I could feel this especially sharply on this trip, and it weighed on me.

I tried to buy a SIM card for a cell phone that was bought in the US, and that has been working fine in Europe since 2018. But I couldn't: I heard from three different companies that the phone is too old and "no longer compatible with our network". Never mind that it continues to work flawlessly in Europe and the UK. But in the US, never ending hardware upgrades are the price of entry to stay connected. I had to be satisfied with wifi access where I could get it.

And it turns out that in an America where there is an ongoing pandemic, mobile internet is a pretty important system to have access to in daily life. In Seattle, I ate breakfast at a restaurant that would not have been open to me without a friend's mobile Internet: the menu, ordering system, and pickup notification were only available online, behind a QR code. The homeless woman who asked me for money in front of this restaurant wouldn't have been able to buy breakfast there with all the change in the world.

I flew down to California. Having lived in the Bay Area until a few years ago, I knew that Uber and Lyft would be an easier way to take a cab from the airport. I tried to take a Lyft upon landing in Oakland -- only to find that the humongous (450MB!) Lyft app was not up to the task of getting me into a car, presumably again because my phone was too old. I took a cab, and was grateful that the driver accepted a credit card because my only cash was in Euros.

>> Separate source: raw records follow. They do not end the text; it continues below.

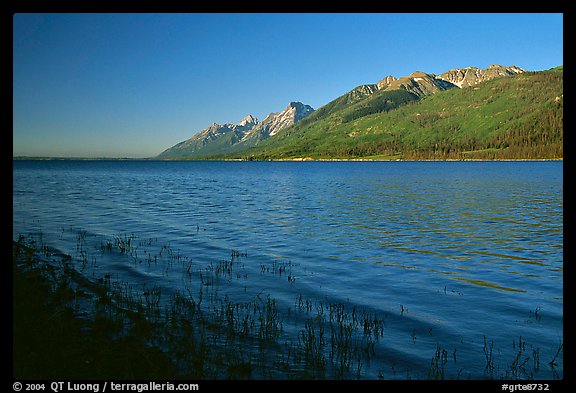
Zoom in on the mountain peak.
[437,64,526,88]
[238,115,258,127]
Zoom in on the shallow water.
[13,161,563,379]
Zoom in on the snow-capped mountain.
[157,102,314,159]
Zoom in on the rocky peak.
[376,75,396,90]
[238,115,258,128]
[437,64,526,88]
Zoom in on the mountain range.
[157,102,314,159]
[157,64,563,159]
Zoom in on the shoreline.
[12,156,564,162]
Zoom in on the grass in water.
[13,232,563,380]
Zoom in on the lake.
[13,160,564,379]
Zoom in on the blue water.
[13,161,563,379]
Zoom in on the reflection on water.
[13,161,563,378]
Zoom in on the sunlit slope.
[235,67,563,159]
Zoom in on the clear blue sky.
[13,13,563,157]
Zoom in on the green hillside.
[227,67,563,159]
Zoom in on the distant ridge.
[156,64,563,160]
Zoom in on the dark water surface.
[13,161,563,379]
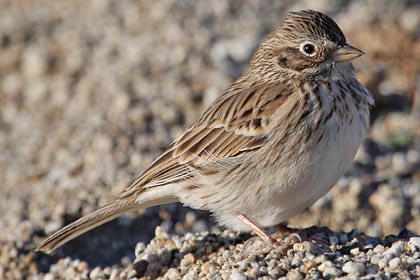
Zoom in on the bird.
[36,10,374,253]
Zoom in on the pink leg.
[236,215,275,244]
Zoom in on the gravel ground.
[0,0,420,279]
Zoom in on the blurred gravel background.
[0,0,420,279]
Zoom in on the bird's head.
[250,10,364,81]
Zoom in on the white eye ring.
[299,41,318,57]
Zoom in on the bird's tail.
[36,200,138,253]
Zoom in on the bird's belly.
[244,115,365,227]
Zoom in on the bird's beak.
[333,44,365,62]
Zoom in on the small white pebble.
[322,267,343,278]
[385,240,404,257]
[408,236,420,252]
[388,257,401,269]
[230,270,248,280]
[350,247,360,256]
[165,267,181,279]
[134,242,146,257]
[373,244,385,253]
[342,261,365,276]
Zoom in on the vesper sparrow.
[37,10,373,252]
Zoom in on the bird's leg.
[236,215,301,254]
[236,215,276,245]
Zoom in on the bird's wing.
[120,78,292,198]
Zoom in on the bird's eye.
[299,42,316,57]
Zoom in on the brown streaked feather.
[120,80,292,198]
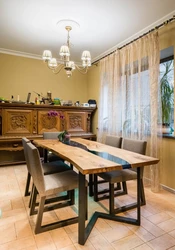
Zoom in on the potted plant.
[160,60,174,133]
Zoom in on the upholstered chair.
[94,135,122,201]
[94,138,147,214]
[26,142,81,234]
[22,137,70,196]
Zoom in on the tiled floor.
[0,165,175,250]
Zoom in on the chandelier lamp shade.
[42,26,91,77]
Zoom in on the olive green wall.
[0,53,88,102]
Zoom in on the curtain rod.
[92,15,175,64]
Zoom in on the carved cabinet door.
[65,111,87,133]
[2,109,36,135]
[38,111,64,134]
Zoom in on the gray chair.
[94,138,147,214]
[43,131,64,162]
[91,135,122,198]
[26,143,81,234]
[22,137,70,196]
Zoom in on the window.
[160,56,174,130]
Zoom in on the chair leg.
[68,189,75,205]
[35,196,46,234]
[24,172,31,196]
[109,183,115,214]
[140,179,146,205]
[29,184,35,208]
[94,174,98,201]
[30,186,38,215]
[122,181,128,194]
[89,174,94,196]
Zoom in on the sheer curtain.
[97,32,161,192]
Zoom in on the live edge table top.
[34,138,159,175]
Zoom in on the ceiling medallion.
[42,19,91,77]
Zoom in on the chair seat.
[98,169,137,183]
[42,160,70,175]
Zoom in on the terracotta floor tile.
[147,212,172,224]
[15,219,33,239]
[158,218,175,232]
[147,234,175,250]
[34,232,56,250]
[112,234,144,250]
[0,165,175,250]
[0,237,37,250]
[0,224,16,244]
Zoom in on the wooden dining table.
[33,138,159,245]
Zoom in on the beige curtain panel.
[98,31,162,192]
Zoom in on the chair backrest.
[121,138,147,177]
[26,142,45,193]
[22,137,31,174]
[43,131,61,139]
[121,138,147,155]
[105,135,122,148]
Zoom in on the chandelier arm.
[75,65,88,75]
[47,64,64,74]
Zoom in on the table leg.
[78,172,87,245]
[43,148,47,163]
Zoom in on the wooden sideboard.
[0,103,96,166]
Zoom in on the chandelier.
[42,26,91,77]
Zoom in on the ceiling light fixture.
[42,26,91,77]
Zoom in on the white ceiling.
[0,0,175,62]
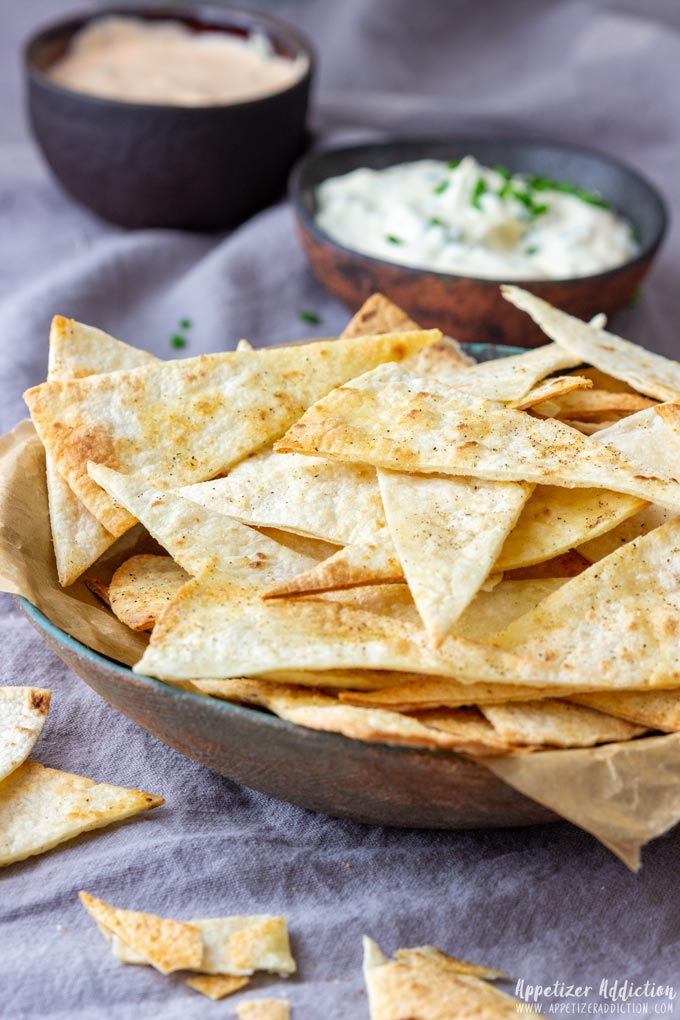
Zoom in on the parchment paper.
[0,421,680,870]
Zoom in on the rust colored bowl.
[291,139,668,347]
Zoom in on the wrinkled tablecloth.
[0,0,680,1020]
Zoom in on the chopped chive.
[298,308,322,325]
[470,177,488,209]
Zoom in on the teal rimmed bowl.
[17,344,557,829]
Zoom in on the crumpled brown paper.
[0,421,680,870]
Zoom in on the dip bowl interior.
[291,138,668,347]
[24,5,314,231]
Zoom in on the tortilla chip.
[91,464,315,584]
[562,414,619,436]
[447,344,581,403]
[578,506,675,563]
[177,450,387,555]
[503,549,590,580]
[237,999,291,1020]
[79,890,203,974]
[0,687,51,781]
[493,518,680,690]
[0,761,163,865]
[395,946,508,981]
[493,486,647,573]
[100,912,296,977]
[509,375,592,411]
[24,329,440,536]
[264,542,404,599]
[364,935,539,1020]
[578,365,635,393]
[108,556,189,630]
[185,974,250,1003]
[533,387,656,421]
[188,677,506,754]
[274,364,680,509]
[46,315,157,588]
[407,706,514,756]
[378,470,532,645]
[339,293,420,340]
[84,577,111,609]
[48,315,159,381]
[570,691,680,733]
[339,294,474,379]
[480,696,645,748]
[135,571,558,686]
[501,285,680,400]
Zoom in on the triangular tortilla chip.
[135,571,551,686]
[395,946,508,981]
[533,387,656,422]
[364,935,539,1020]
[91,464,314,584]
[341,294,474,380]
[79,890,203,974]
[237,999,291,1020]
[193,677,508,754]
[570,691,680,733]
[493,518,680,690]
[46,315,158,588]
[81,893,296,977]
[378,470,532,645]
[185,974,250,1003]
[274,365,680,509]
[502,286,680,400]
[24,329,440,536]
[0,687,50,781]
[177,450,387,555]
[264,542,404,599]
[501,375,591,411]
[0,761,163,865]
[108,555,190,630]
[480,699,645,748]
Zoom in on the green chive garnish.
[470,177,488,209]
[298,308,322,325]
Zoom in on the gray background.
[0,0,680,1020]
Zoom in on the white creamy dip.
[316,156,638,279]
[49,17,307,106]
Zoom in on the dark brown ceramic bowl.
[17,334,558,829]
[24,5,314,231]
[291,139,668,347]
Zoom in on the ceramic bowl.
[17,344,558,829]
[291,139,668,347]
[24,5,314,231]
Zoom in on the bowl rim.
[21,3,317,115]
[14,341,531,757]
[289,135,671,290]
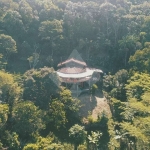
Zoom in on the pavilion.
[57,58,103,96]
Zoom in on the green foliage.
[126,73,150,99]
[23,137,64,150]
[0,71,22,107]
[0,34,17,66]
[91,84,98,95]
[12,101,44,140]
[88,131,102,150]
[23,67,60,110]
[0,104,9,134]
[129,47,150,73]
[69,124,87,148]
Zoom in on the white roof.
[57,68,102,78]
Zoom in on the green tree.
[0,34,17,67]
[39,19,63,56]
[12,101,44,140]
[69,124,87,150]
[129,47,150,73]
[23,67,60,110]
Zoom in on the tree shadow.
[78,93,97,118]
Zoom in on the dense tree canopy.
[0,0,150,150]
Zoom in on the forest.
[0,0,150,150]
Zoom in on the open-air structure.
[57,58,102,96]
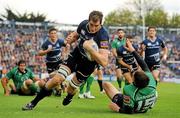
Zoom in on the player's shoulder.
[26,67,33,73]
[117,45,125,52]
[123,84,136,95]
[79,20,88,27]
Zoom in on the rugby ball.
[85,40,99,61]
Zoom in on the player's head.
[148,26,156,37]
[49,28,57,40]
[17,60,26,72]
[126,35,133,43]
[88,11,103,33]
[117,29,125,39]
[134,71,149,88]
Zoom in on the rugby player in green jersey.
[1,60,44,96]
[111,29,126,89]
[103,40,157,114]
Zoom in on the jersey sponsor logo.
[100,41,108,48]
[123,95,130,104]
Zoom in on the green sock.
[86,75,94,92]
[79,82,86,94]
[29,83,38,93]
[117,77,123,88]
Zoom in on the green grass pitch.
[0,81,180,118]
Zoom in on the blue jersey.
[41,39,64,63]
[142,37,165,63]
[77,20,109,57]
[117,46,135,65]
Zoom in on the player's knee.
[58,65,70,79]
[102,82,109,89]
[51,76,64,86]
[68,79,81,89]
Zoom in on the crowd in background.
[0,25,180,78]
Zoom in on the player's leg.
[84,74,95,99]
[123,72,133,85]
[116,67,123,89]
[22,65,71,110]
[78,82,86,98]
[97,67,104,93]
[62,72,85,106]
[103,82,120,100]
[21,79,39,95]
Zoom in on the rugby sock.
[98,80,103,91]
[31,87,52,105]
[66,93,74,99]
[117,77,123,88]
[86,75,94,93]
[79,82,86,94]
[29,83,38,93]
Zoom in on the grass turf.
[0,81,180,118]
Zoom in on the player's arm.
[112,48,117,58]
[139,43,146,57]
[161,41,168,60]
[38,46,52,56]
[65,32,79,44]
[126,40,150,71]
[1,77,10,96]
[118,58,132,71]
[116,48,132,71]
[109,102,120,112]
[83,40,110,67]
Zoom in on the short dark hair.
[134,71,149,88]
[48,27,57,33]
[148,26,156,31]
[17,60,26,66]
[89,10,103,23]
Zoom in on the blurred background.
[0,0,180,83]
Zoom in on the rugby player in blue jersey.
[38,28,66,96]
[103,40,157,114]
[22,11,109,110]
[117,36,138,84]
[141,26,168,82]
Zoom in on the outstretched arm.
[1,77,10,96]
[126,40,150,71]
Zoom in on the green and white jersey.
[123,71,157,113]
[111,38,126,49]
[6,66,35,90]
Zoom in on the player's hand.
[47,45,53,52]
[4,90,10,96]
[83,40,94,52]
[125,39,135,52]
[161,54,167,61]
[65,32,78,44]
[109,102,120,112]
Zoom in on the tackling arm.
[1,77,10,96]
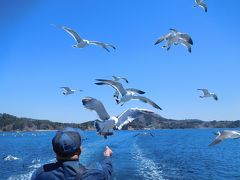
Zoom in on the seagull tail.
[94,121,102,132]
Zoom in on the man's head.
[52,128,81,159]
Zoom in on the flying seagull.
[209,130,240,146]
[82,97,153,139]
[60,87,82,96]
[155,28,193,53]
[194,0,207,12]
[95,79,162,110]
[52,25,116,52]
[112,76,128,83]
[197,89,218,101]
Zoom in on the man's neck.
[56,155,79,161]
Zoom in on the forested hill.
[0,113,240,131]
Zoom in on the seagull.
[60,87,82,96]
[95,79,162,110]
[112,87,145,99]
[163,36,192,53]
[112,76,128,83]
[194,0,207,12]
[170,28,193,45]
[155,28,193,53]
[52,25,116,52]
[82,97,153,139]
[197,89,218,101]
[209,130,240,146]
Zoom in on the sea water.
[0,129,240,180]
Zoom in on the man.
[31,128,112,180]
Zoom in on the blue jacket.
[31,158,112,180]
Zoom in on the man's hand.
[103,146,112,157]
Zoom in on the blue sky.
[0,0,240,123]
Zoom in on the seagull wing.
[60,87,71,92]
[116,108,153,129]
[126,88,145,94]
[199,1,207,12]
[62,26,83,43]
[208,138,222,146]
[82,97,110,120]
[120,77,128,83]
[212,94,218,101]
[132,96,162,110]
[197,89,210,95]
[95,79,127,96]
[178,33,193,45]
[112,76,128,83]
[154,33,172,45]
[170,28,179,34]
[179,39,192,53]
[89,41,116,51]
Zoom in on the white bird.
[112,76,128,83]
[60,87,82,96]
[113,88,145,99]
[82,97,153,139]
[53,26,116,52]
[197,89,218,101]
[155,28,193,53]
[209,130,240,146]
[95,79,162,110]
[170,28,193,45]
[163,36,192,53]
[194,0,207,12]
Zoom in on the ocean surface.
[0,129,240,180]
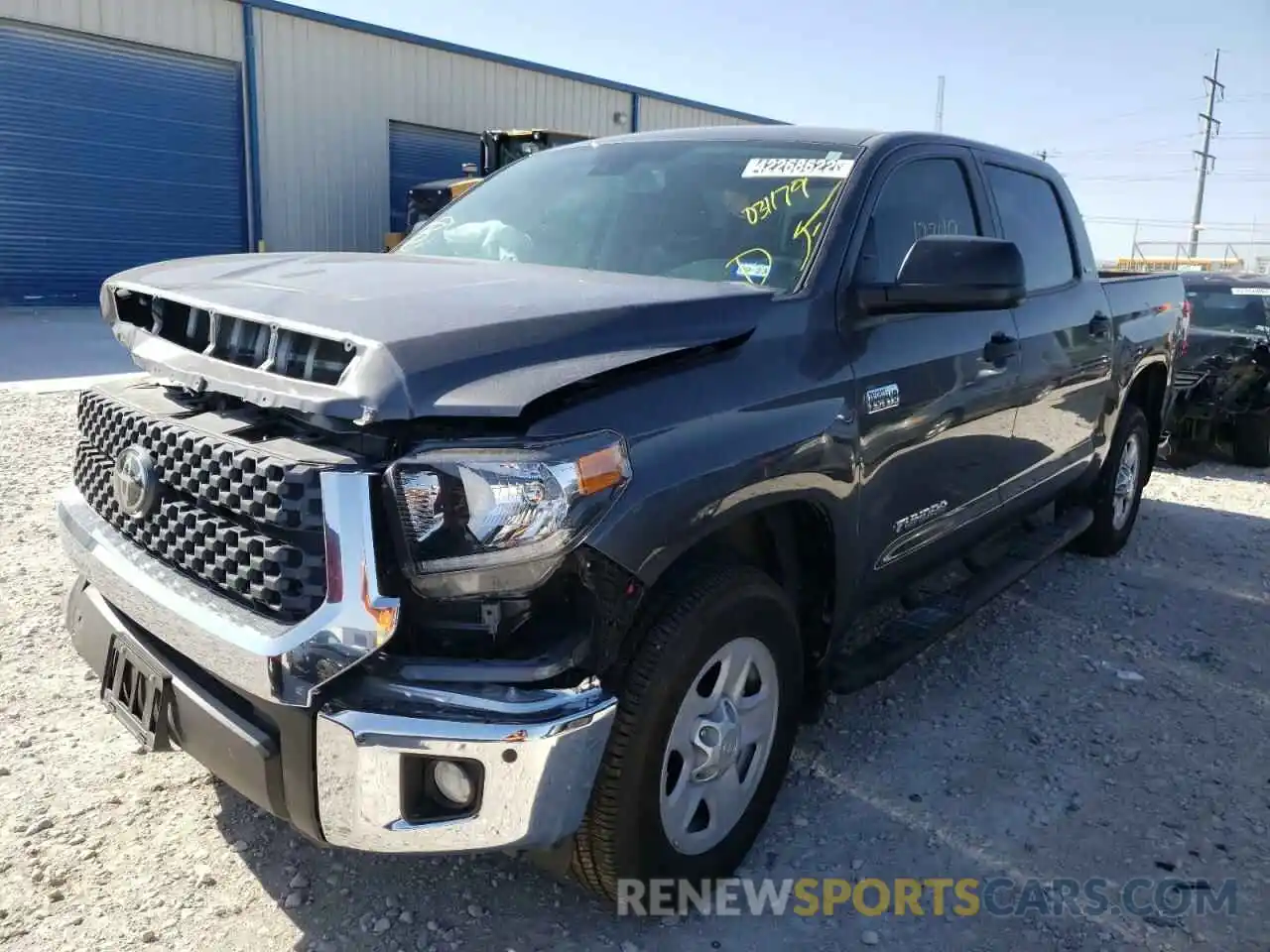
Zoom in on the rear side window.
[987,165,1076,292]
[854,159,980,285]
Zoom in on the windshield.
[393,140,857,291]
[1187,282,1270,330]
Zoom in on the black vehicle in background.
[1166,273,1270,467]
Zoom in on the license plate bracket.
[100,632,172,752]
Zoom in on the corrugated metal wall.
[0,20,246,303]
[0,0,242,60]
[255,10,631,251]
[639,96,758,131]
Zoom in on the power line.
[1083,214,1270,231]
[1190,50,1225,258]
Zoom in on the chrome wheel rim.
[659,638,780,856]
[1111,432,1142,530]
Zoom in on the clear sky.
[301,0,1270,266]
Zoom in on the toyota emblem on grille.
[110,447,159,520]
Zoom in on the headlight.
[386,431,631,597]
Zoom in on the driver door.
[848,146,1021,586]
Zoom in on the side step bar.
[828,507,1093,694]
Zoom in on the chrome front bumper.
[318,688,617,853]
[58,486,617,853]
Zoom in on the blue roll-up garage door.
[0,24,246,303]
[389,122,480,232]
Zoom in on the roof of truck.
[591,124,1053,172]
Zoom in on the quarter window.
[854,159,981,285]
[987,165,1076,292]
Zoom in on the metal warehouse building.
[0,0,775,303]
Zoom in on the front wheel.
[572,566,803,901]
[1072,404,1151,556]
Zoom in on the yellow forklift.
[384,130,593,251]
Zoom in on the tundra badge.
[895,499,949,532]
[865,384,899,414]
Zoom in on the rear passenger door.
[844,145,1021,585]
[983,158,1112,499]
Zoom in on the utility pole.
[1190,50,1225,258]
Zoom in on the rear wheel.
[572,566,803,901]
[1234,412,1270,468]
[1072,404,1151,556]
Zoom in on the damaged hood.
[101,254,772,422]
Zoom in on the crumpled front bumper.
[58,489,617,853]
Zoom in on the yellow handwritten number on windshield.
[745,178,812,225]
[794,180,842,269]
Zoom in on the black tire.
[571,566,804,902]
[1233,412,1270,470]
[1071,404,1151,557]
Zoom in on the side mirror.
[858,235,1028,313]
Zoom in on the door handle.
[983,331,1019,367]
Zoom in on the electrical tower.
[1190,50,1225,258]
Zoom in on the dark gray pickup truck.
[58,127,1185,900]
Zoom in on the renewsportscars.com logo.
[617,877,1237,919]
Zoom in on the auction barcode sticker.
[740,156,854,178]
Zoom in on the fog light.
[432,761,476,806]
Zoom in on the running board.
[828,507,1093,694]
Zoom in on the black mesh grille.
[75,391,326,621]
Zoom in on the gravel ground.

It went on and on like this. I was not used to being outside these systems looking in, and it made them painfully visible to me. I think many middle class Americans don't reflect on the fact that the patchwork of private systems which make their lives comfortable -- credit cards, Amazon Prime, "ride sharing" -- are not open to everyone, and life is a lot more painful if you can't buy your way in. Or maybe they do, but they don't care; they prefer that the riffraff stay out. With the likes of Clear, for example, that's exactly how it seems to be: the system is only a good solution for the people who use it /because/ it isn't open to everyone.

But the cost of this patchwork is steep, namely, a complete lack of solidarity. Even those who can buy into these systems resent the constant trickle of payments going out, especially as inflation strains everyone. And because /their/ access is not free, they can see themselves just a little bit as victims of these systems, rather than as economically privileged, and so have little sympathy for those outside the gates. The prevailing feeling very much seems to be: I've got mine, but I'm just barely hanging onto it, so if you can't get yourself the same, don't expect me to help.

Meanwhile, more and more people are stuck outside the gates. I saw a tent city in Santa Cruz that looked like a refugee camp from a civil war. Homelessness in Seattle and San Francisco hasn't gotten any better since 2018, and in Vermont, I read that employers are starting to provide housing because workers can't find it themselves. It's hard to imagine that the $8 bread in California isn't driving some into malnutrition. And the schlubs standing in the regular security line are starting to miss their flights.

Almost everyone is hurting, but no one seems to recognize the pain of others, or know what to do about it. Most people turn to distractions and isolate themselves whenever they can. On that flight out of Newark, even the shared misery of a crappy in-flight entertainment selection had gone missing: those with a new enough iDevice and Netflix subscription quickly found their solitary distractions behind the gates of the in-flight wifi. The rest of us had to make do with the emergency landing information card.

Those who can't afford such pleasantries haven't figured out how to organize themselves yet, or even to understand what the source of their suffering is. But their numbers are growing. It's hard to imagine that we'll work through this peacefully; it feels like a reckoning is coming.

America is still a beautiful country to visit, and I am grateful that I was able to see it again. But I don't think I'll want to live there for a generation. America today is a country for the rich, or for the revolutionaries.